Principal Investigator

At a Glance

Assessments of alternative mitigation strategies to limit the impact of global change increasingly rely on simulations of Earth System Models (ESMs). In the tropics, a major biodiversity refuge and a net sink for anthropogenic carbon dioxide (CO2) emissions, ESMs consistently project that forests will thrive through the century due to CO2 fertilization. In contrast, ecological models warn about a potential catastrophic forest loss under future drying conditions. A team of CMI researchers from the Pacala group and NOAA-GFDL used a state-of-the-art ESM to assess the impact of global change on tropical forest dynamics under alternative emission scenarios. Their ESM accounts, for the first time, for complex ecological mechanisms and large-scale biophysical forcing of vegetation dynamics. This research has broad consequences for the monitoring and management of tropical forests and opens new avenues for the design and implementation of carbon mitigation strategies. Of particular relevance to bp’s natural climate solutions initiatives, this work informs the stability of carbon mitigated through avoided deforestation in tropical regions.


Land Model LM4.1 development and testing were guided by extensive analyses of global databases and of more than 30 years of continued study and monitoring at Barro Colorado Island (BCI), Panama.



Research Highlight

The scientific consensus about the future of tropical forests remains unsettled.
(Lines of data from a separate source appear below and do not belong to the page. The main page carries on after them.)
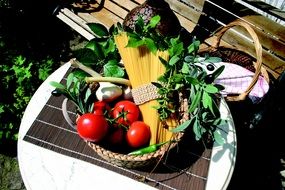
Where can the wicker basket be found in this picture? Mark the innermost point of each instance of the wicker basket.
(239, 57)
(131, 161)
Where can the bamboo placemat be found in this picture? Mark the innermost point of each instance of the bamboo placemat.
(185, 167)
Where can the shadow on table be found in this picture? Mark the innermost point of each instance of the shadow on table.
(259, 149)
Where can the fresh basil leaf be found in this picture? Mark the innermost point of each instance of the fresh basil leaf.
(218, 137)
(219, 87)
(111, 70)
(206, 100)
(78, 73)
(86, 56)
(210, 88)
(217, 72)
(213, 59)
(181, 127)
(153, 21)
(133, 42)
(57, 85)
(87, 94)
(185, 68)
(150, 45)
(193, 47)
(173, 60)
(192, 80)
(197, 129)
(69, 80)
(98, 29)
(196, 101)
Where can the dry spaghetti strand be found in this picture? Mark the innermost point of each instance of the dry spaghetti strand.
(143, 67)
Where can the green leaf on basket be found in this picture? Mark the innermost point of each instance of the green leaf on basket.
(213, 59)
(69, 80)
(153, 21)
(196, 101)
(181, 127)
(98, 29)
(210, 88)
(57, 85)
(218, 137)
(111, 69)
(206, 100)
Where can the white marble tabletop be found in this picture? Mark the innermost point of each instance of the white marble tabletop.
(45, 169)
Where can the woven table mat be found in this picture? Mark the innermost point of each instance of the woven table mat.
(185, 167)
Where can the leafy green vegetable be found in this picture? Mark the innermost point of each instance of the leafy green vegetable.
(77, 91)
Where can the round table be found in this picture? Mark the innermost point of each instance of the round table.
(45, 169)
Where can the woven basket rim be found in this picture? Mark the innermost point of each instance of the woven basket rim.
(143, 157)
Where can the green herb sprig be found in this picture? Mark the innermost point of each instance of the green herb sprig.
(101, 52)
(76, 90)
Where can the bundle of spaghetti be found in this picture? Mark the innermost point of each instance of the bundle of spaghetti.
(143, 67)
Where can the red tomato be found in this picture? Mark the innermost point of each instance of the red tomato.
(92, 127)
(138, 134)
(126, 111)
(116, 137)
(100, 107)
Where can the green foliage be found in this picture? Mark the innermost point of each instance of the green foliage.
(183, 76)
(20, 77)
(76, 90)
(145, 35)
(101, 52)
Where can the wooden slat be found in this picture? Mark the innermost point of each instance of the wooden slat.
(268, 26)
(271, 34)
(128, 4)
(273, 63)
(184, 10)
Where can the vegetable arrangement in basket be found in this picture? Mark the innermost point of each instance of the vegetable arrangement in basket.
(133, 112)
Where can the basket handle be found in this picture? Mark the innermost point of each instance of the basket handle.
(258, 50)
(65, 114)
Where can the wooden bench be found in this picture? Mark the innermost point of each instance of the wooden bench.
(200, 17)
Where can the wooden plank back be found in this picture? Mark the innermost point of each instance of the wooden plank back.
(203, 18)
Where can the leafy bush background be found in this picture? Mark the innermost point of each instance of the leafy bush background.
(33, 43)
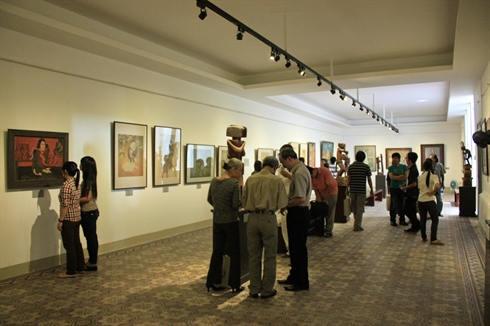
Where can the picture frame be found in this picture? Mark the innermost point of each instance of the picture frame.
(263, 153)
(35, 158)
(166, 156)
(129, 149)
(370, 151)
(199, 163)
(427, 149)
(403, 153)
(327, 150)
(222, 157)
(312, 154)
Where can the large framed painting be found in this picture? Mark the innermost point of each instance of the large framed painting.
(312, 155)
(129, 155)
(427, 150)
(390, 151)
(166, 156)
(327, 150)
(370, 151)
(263, 153)
(222, 158)
(35, 158)
(199, 163)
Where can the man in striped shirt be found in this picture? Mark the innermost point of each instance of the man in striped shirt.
(357, 174)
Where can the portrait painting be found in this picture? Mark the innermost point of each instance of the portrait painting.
(166, 156)
(35, 158)
(129, 155)
(200, 160)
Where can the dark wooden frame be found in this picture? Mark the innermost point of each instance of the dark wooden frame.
(14, 158)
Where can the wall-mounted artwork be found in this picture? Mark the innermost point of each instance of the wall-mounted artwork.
(312, 155)
(222, 158)
(327, 150)
(130, 154)
(403, 153)
(263, 153)
(427, 150)
(370, 151)
(35, 158)
(199, 163)
(166, 156)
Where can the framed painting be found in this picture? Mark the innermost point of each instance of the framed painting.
(312, 155)
(222, 158)
(403, 153)
(35, 158)
(263, 153)
(129, 155)
(370, 151)
(327, 150)
(303, 152)
(166, 156)
(427, 150)
(199, 163)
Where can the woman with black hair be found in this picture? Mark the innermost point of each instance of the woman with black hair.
(69, 221)
(429, 185)
(90, 211)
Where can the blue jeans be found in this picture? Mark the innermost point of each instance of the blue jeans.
(89, 226)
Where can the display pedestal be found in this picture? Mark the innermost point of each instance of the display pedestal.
(339, 208)
(381, 184)
(467, 201)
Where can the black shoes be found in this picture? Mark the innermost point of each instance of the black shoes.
(285, 282)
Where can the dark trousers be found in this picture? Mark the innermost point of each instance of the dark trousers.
(397, 197)
(70, 234)
(431, 208)
(89, 227)
(298, 220)
(411, 212)
(226, 241)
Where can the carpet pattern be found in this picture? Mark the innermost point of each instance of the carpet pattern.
(381, 276)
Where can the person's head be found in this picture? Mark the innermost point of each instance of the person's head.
(234, 168)
(89, 175)
(395, 158)
(257, 166)
(360, 156)
(70, 169)
(412, 158)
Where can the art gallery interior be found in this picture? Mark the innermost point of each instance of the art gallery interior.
(79, 66)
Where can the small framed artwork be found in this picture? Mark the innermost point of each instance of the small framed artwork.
(295, 146)
(327, 150)
(403, 153)
(35, 158)
(370, 151)
(129, 155)
(166, 156)
(263, 153)
(199, 163)
(427, 150)
(312, 155)
(222, 158)
(303, 151)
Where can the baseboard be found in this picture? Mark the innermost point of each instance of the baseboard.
(54, 261)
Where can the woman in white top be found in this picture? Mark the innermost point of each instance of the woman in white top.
(429, 185)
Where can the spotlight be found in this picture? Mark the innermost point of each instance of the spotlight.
(203, 13)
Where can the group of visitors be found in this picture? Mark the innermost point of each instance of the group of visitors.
(78, 207)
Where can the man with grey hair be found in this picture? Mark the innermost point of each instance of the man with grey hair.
(263, 194)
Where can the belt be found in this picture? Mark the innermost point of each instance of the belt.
(262, 211)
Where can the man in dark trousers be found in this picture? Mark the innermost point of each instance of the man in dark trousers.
(298, 220)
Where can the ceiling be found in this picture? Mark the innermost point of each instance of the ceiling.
(410, 61)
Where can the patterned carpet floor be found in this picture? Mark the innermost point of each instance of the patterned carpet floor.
(381, 276)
One body of literature, rooted in field observations and ecological theory, predicts that the Amazon rainforest will cross a tipping point in a few decades. As climate change brings more frequent extremes such as droughts and fires, increases in tree mortality and arrested recovery may trigger a rapid transition to grass-dominated savanna ecosystems. On the other hand, modeling studies based on Earth System Models (ESMs) come to the opposite conclusion, and consistently predict that tropical forests will thrive through the century.
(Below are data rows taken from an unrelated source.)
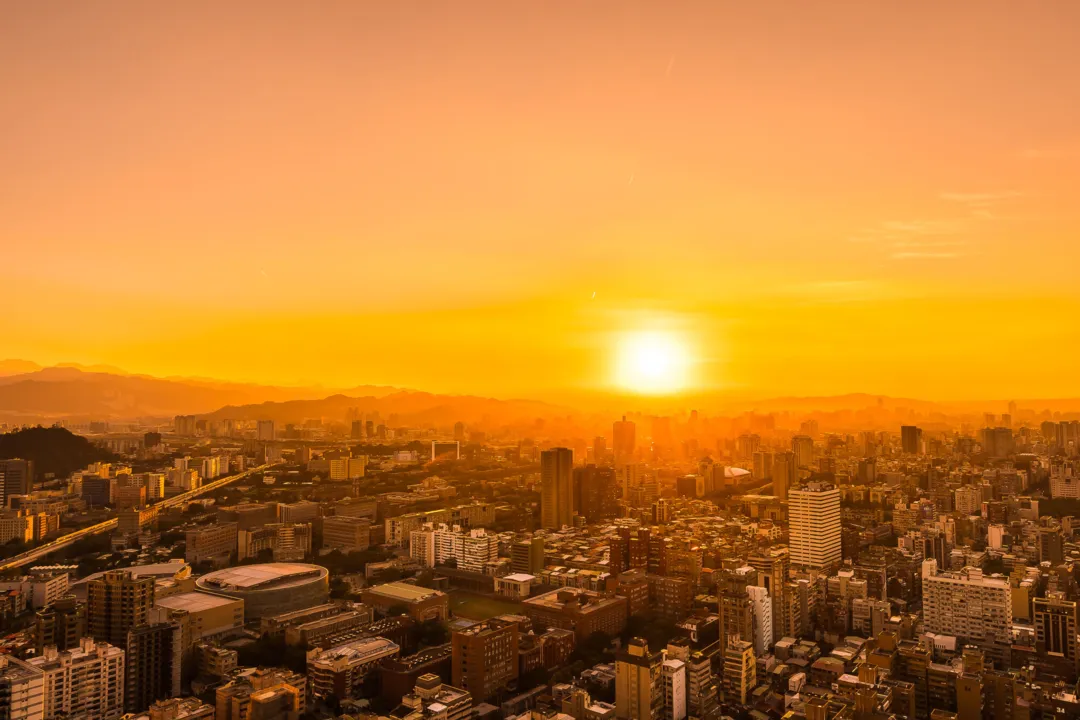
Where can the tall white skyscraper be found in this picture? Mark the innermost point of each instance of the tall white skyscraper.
(813, 514)
(266, 431)
(760, 606)
(802, 449)
(674, 678)
(556, 488)
(968, 605)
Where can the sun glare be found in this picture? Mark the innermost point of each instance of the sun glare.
(651, 362)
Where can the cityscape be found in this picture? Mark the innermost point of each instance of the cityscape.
(540, 361)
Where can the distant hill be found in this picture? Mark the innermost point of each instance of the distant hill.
(52, 449)
(73, 393)
(17, 367)
(410, 408)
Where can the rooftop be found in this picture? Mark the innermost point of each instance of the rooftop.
(269, 574)
(404, 592)
(194, 601)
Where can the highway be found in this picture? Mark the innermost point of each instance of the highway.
(64, 541)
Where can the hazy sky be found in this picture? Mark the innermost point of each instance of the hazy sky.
(821, 197)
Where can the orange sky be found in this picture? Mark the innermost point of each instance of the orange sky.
(824, 197)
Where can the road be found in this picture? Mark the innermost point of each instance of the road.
(64, 541)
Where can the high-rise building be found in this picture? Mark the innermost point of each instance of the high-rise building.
(266, 431)
(638, 687)
(623, 438)
(595, 492)
(347, 533)
(673, 677)
(910, 439)
(16, 478)
(22, 690)
(61, 624)
(700, 679)
(526, 556)
(1055, 626)
(784, 473)
(740, 671)
(85, 681)
(814, 528)
(445, 450)
(556, 488)
(599, 449)
(287, 542)
(153, 664)
(969, 605)
(339, 671)
(267, 693)
(118, 601)
(760, 606)
(470, 549)
(216, 543)
(772, 569)
(763, 465)
(802, 450)
(484, 656)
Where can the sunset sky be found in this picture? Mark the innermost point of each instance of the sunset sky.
(812, 198)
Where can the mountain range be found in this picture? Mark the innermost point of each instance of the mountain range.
(34, 394)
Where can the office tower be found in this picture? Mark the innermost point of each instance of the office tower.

To reconcile these opposite views, researchers in the Pacala group working in collaboration with climate modelers from NOAA’s Geophysical Fluid Dynamics Laboratory (GFDL), have developed an ESM with realistic fire, height-structured competition and subgrid-scale heterogeneity. Such an approach enables the model to simulate the successional mosaic in ecological models of savannas, coupled to largescale, climate-vegetation interactions. Simulation experiments with GFDL-ESM4 project that, under the extreme emission scenario SSP5-8.5, Amazon forests may begin to convert to savanna before mid-century as a consequence of increased forest fires. Projected fires resemble contemporary responses to dry conditions associated with El Niño Southern Oscillation and the Atlantic Multidecadal Oscillation, exacerbated by an overall decline in precipitation. Following the initial disturbance, grassland dominance promotes recurrent fires and competitive exclusion, which lead to an arrested successional state that prevents forest recovery and impairs the tropical carbon sink.

The effort of CMI and NOAA-GFDL researchers provides a unique tool to understanding the interaction of forest management with the dynamics of disturbance and successional recovery in forest ecosystems. Climate-induced tree mortality due to fires emerges as a potential key driver of forest damage during this century, prompting the inclusion of fire disturbances and height-structured competition in other ESMs. The team continues working to improve the ability of ESMs to assess the impact of meteorological extremes on global forests and the potential onset of abrupt transitions in land ecosystems.

Figure 11.1.
Emergence of alternative states and hysteresis in the structure of tropical vegetation along a gradient of water availability. The schematic highlights key mechanisms implemented in the dynamic land model LM4.1 embedded in ESM4.1. Low precipitation regimes favor the dominance of grasslands and savannas where seasonal fuel accumulation promotes recurrent fires that keep a state of arrested succession. At the other extreme, high precipitation regimes converge toward a high tree cover state where the closed tree canopy inhibits grasses, reduces evaporative water loss and increases transpiration to enhance moisture recycling at regional scales. Fire and humidity feedback mechanisms reinforce the resilience of each state and result in their coexistence at intermediate precipitation levels, where the dominant formation becomes contingent to past conditions. After a string of wet years, trees may be able to displace grasses, form a closed canopy and reach a new alternative equilibrium. As conditions become drier, a closed forest canopy resiliently keeps humidity and prevents its own collapse until disturbances like fires prompt an abrupt transition to the low cover state.